Further theory on customer segments and niches
Customer segments are generally defined in terms of clearly distinct function-based requirements, i.e. based on the needs that the products fulfill rather than the physical products in themselves. Thus each geographical market is typically divided into a number of customer segments. Very similar products may serve different needs and hence serve different markets. And very different products may serve the same need (= have the same obligatory properties), thus being in competition on the same market.
Differences in customer requirements may be based on differences in the purchase situation, the use situation, customer scale, age, sex, education, status, “culture”, attitudes etc.
To have a practical relevance, customer segments must be of a size that can provide adequate revenue to support a separate product line. Furthermore the customer segment must be clearly distinct and with a minimum of overlap, so that all products targeted for a segment are considered substitutable by the customers of this segment. Finally there should be low probability that a product targeted for another segment would be substitutable, implying that product substitution from segment to segment can be neglected.

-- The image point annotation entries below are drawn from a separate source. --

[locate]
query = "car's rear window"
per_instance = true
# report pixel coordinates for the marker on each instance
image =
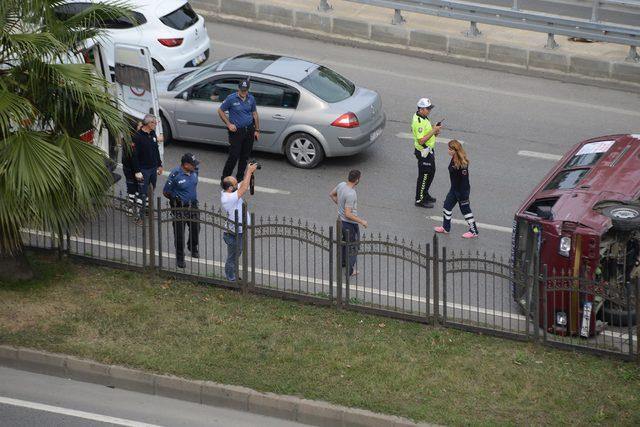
(181, 18)
(328, 85)
(69, 10)
(589, 154)
(567, 179)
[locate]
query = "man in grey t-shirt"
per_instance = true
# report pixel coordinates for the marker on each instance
(344, 195)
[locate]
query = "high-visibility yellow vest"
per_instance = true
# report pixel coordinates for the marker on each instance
(420, 126)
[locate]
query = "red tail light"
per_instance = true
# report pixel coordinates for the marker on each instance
(171, 42)
(87, 136)
(347, 120)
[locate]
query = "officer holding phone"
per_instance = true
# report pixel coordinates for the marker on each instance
(424, 141)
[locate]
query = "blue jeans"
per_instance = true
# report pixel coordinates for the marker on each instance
(234, 249)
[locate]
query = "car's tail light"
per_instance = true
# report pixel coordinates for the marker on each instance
(347, 120)
(171, 42)
(87, 136)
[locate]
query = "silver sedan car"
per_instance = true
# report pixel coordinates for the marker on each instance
(307, 111)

Market segments may be further sub-divided into market niches. A market niche is a smaller sub-category of a market segment, where a part of the customers consider only niche products substitutable. An example of a well-known niche market is that of organic foodstuffs, but niches markets are found in all product categories. The difference between a segment and a niche is that while a large part of the customers in a segment will allow for substitution between niche products the niche costumers will not. Niche products are aimed at a smaller group of consumers within a segment, for whom specific product properties are obligatory. The exact same properties are only positioning properties in the broader market segment.